What I find the most troubling of the recent piece by the 5th Estate is the lack of rigorous intellectual, political, and scientific investigation. If the authors of the ‘Ironman’ piece had any real interest in iron fertilization or the Haida Salmon Restoration Corporation, they would have found a rich store of issues and possible stories to tell, that actually are much more important than another character assassination of Russ George. I expected more of the CBC.

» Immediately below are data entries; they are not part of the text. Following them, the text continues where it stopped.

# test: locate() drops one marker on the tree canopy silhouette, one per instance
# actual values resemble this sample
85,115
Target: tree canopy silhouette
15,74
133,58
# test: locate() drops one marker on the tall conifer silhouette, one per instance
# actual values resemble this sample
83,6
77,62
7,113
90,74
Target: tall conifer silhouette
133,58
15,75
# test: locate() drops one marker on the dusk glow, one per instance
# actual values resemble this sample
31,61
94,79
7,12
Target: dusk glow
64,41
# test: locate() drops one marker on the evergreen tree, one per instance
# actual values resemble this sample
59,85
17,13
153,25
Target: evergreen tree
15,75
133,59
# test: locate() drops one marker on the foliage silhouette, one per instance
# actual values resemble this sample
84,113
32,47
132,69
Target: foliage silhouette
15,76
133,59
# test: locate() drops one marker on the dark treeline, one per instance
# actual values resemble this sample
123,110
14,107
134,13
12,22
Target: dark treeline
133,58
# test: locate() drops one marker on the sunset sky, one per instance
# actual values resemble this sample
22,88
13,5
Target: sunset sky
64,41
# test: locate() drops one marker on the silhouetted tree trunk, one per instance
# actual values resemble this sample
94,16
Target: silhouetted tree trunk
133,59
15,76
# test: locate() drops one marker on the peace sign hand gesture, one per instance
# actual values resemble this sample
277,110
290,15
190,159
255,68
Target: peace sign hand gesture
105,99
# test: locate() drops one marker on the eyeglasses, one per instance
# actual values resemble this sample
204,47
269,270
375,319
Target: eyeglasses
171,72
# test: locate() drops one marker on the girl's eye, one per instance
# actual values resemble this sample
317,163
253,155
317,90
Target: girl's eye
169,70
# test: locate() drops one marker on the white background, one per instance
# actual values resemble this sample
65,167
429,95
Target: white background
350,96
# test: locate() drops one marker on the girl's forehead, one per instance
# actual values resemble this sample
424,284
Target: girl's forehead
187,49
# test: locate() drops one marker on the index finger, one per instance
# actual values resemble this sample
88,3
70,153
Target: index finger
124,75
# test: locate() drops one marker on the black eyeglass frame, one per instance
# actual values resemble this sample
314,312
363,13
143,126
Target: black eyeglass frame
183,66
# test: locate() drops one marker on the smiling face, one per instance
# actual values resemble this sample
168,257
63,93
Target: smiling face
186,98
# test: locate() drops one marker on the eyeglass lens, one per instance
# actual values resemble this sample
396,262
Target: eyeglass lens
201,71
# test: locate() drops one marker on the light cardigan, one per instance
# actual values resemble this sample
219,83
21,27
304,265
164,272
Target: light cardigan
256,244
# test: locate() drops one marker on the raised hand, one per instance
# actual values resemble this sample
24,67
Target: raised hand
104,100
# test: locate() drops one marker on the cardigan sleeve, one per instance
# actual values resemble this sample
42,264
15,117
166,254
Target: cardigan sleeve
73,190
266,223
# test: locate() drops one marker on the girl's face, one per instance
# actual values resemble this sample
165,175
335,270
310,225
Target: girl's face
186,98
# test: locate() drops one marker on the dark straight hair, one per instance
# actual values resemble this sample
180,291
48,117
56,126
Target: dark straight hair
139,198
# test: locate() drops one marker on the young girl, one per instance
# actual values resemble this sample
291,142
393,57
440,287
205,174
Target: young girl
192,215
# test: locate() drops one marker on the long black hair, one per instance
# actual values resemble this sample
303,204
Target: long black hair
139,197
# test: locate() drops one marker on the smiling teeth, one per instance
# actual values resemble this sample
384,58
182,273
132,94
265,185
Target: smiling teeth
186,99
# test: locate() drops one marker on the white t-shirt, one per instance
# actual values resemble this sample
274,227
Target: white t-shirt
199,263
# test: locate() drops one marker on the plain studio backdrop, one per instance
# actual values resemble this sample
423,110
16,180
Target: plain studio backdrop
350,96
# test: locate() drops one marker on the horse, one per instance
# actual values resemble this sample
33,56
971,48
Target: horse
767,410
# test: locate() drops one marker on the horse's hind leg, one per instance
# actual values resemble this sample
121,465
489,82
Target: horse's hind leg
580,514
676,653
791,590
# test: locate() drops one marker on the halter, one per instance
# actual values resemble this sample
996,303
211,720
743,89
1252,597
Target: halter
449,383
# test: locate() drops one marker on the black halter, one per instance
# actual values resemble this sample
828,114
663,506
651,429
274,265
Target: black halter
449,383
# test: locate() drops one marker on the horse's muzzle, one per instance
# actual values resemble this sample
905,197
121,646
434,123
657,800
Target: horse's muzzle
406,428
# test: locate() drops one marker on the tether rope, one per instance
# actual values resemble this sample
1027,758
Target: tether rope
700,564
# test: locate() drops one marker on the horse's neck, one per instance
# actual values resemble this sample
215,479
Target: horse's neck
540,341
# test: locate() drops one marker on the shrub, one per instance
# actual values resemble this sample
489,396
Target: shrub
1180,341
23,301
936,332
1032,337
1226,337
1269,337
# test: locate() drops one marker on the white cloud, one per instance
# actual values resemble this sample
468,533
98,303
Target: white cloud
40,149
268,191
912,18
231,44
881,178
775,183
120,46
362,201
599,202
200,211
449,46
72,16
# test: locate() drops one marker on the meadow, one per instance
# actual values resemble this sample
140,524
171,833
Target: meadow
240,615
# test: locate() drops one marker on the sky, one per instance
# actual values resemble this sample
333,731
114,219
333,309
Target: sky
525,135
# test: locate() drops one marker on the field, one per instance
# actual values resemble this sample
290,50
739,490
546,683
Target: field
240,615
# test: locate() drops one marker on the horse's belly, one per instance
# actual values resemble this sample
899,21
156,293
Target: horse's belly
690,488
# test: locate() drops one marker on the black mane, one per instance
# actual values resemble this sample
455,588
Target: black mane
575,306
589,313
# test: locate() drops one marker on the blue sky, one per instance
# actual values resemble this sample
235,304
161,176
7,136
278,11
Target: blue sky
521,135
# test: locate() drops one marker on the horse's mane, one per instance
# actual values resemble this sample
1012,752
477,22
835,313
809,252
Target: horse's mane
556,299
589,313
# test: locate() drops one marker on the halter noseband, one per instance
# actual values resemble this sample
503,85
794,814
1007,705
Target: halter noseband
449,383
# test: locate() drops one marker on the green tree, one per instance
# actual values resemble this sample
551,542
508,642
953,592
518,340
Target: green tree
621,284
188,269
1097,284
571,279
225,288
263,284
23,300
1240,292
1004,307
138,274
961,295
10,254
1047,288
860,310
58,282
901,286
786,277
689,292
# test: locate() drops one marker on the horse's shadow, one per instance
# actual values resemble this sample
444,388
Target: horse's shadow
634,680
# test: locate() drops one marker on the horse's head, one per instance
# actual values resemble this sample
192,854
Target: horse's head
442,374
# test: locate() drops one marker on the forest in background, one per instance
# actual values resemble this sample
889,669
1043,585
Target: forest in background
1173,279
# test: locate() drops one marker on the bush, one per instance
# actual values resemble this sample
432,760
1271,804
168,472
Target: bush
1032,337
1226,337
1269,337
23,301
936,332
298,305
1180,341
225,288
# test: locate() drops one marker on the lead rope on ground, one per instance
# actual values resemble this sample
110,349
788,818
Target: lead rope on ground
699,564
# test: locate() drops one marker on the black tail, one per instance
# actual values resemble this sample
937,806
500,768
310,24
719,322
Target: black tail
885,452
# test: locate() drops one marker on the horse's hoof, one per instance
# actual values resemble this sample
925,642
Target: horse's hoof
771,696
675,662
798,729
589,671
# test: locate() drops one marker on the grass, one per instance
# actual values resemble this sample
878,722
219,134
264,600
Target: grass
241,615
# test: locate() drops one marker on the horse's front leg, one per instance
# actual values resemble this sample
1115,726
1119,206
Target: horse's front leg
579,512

Here are a few of the questions and issues that I think would be worth pursuing, if anyone cared to actually address the real dilemmas and conundrums we are facing:
1. First Nations sovereignty in Canada and Canadian environmental law;
2. Canadian environmental law and non-binding resolutions pertaining to iron fertilization passed by the London Convention/London Protocol;
3. Tautological scientific rationales and the non-binding resolutions pertaining to iron fertilization passed at the London Convention/London Protocol;
4. Non-governmental environmental organizations and the media: Incestuous self-interests that undermine the public good;
5. Non-governmental environmental organizations, scientific self-interest, and the politicization of iron fertilization;
6. Non-binding resolutions pertaining to iron fertilization passed at the London Convention/London Protocol, Canadian environmental law, and non-government environmental organizations’ influence on bureaucratic policy and practice: who is legislating environmental law in Canada? Who is interpreting environmental law in Canada? Who benefits from the current contextual conditions of selective environmental law applications, pronouncements, and the dismantling of First Nations treaties?
7. Propaganda, non-government environment organizations, and science writing: how can we tell if we are being fully informed or if the formation of our opinions of complex issues are being manipulated?
8. What about the London Convention/London Protocol: How did shift from being a resolution to protect the ocean from the disposal of barrels of nerve gas to the application of miniscule concentrations of iron-rich dust to a cubic yard of ocean?
These are the stories that should be brought to light and discussed in depth. The CBC has disappointed and is wholly undeserving in my tax dollars in their efforts to sensationalize a fictional narrative while ignoring the very real community and public service they could be offering, if they chose to conduct their profession and practice in an ethical manner.